Burgazada'da buluna kabri başındaki törende şair Güngör Gençay kısa bir konuşma yaptı. Reha Mağden denince aklına hemen kalem ve kalemcikler geldiğini belirterek şunları söyledi:
"Peki, nasıl bir kalem, kalem mi, kalemcik mi? Dilimizdeki belirteçler ekonomi ve ticaret alanlarında kullanıldığı zaman kafaları karıştırıyorsa da, yazı alanında şeffaflığa yol açıyor. Öyle ya gemi dendiği zaman, bir ticaret terimi olarak karşılığını bulabilirsiniz. Ama gemicik diye bir şey yok. İşte bu gemi ve gemicik sahiplerinin emrinde kalem oynatanlar da kalemcik oluyor. Reha Mağden ise, kalemdi, hep kalem kaldı."
Reha Mağden'in kabrinde yapılan tören sonrası Barba Yani'ya gidildi. Yemek sırasında konuşan Rana Mağden "Her şey güzel olsun, herkes mutlu olsun isterdi. Mezarı yapılmadan önce iki günde bir ziyaretine giderdim. Mezarı yapıldıktan sonra ise uzun süre gidemedim. Çünkü gider ve mezarını yapılı görürsem, ölümünü kabul ederim diye düşünüyordum. Mezar taşının siyah olmasını isterdi.
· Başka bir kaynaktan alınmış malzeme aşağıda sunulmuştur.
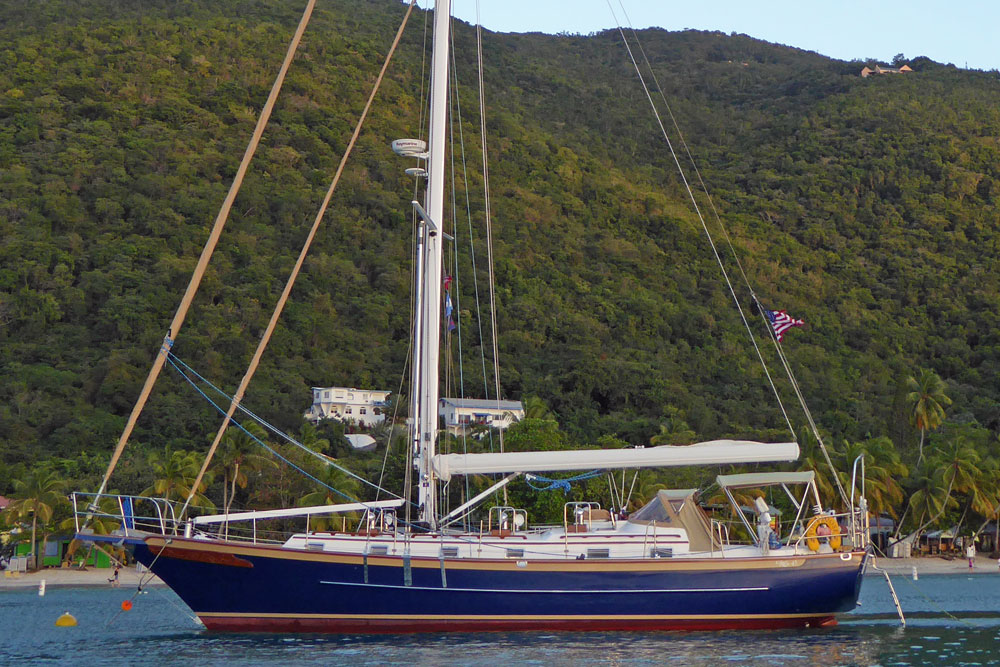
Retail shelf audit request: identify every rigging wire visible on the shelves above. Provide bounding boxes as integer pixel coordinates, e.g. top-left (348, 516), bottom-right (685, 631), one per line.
top-left (448, 20), bottom-right (472, 529)
top-left (476, 0), bottom-right (509, 505)
top-left (607, 0), bottom-right (850, 504)
top-left (90, 0), bottom-right (316, 526)
top-left (172, 0), bottom-right (416, 515)
top-left (167, 352), bottom-right (399, 500)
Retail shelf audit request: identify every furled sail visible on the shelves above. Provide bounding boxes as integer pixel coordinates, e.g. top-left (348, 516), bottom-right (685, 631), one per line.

O bile yaşama isyanını gösteriyor. Şu ana bütün dostları toplandığı için, sevildiğini hissettiği için çok mutludur."
Reha Mağden Denince
Osman Bozkurt: Reha Mağden denince aklıma, ilkin erdeminden "Ceddini mağrur, zürriyetini mamur" edemeyen bir gazeteciyi, ikincisi, kötülüklerin anası olan paradan nefret eden, bu yüzden dolgun ücret aldığı zamanlarda bile parasız kalan bir adamı... Ve nihayet rakıyı...
Güldal Kızıldemir: Reha tanıdığım en iyi gazeteciydi. Öldü diye değil, gerçekten böyle. Haberin kokusunu 'neredeyse' daha çıkmadan alırdı. Tanıdığım en iyi öykücülerden biriydi. Ama en hoşu, bütün bunlar onun umurunda değildi. O sevmek ve sevilmek isterdi.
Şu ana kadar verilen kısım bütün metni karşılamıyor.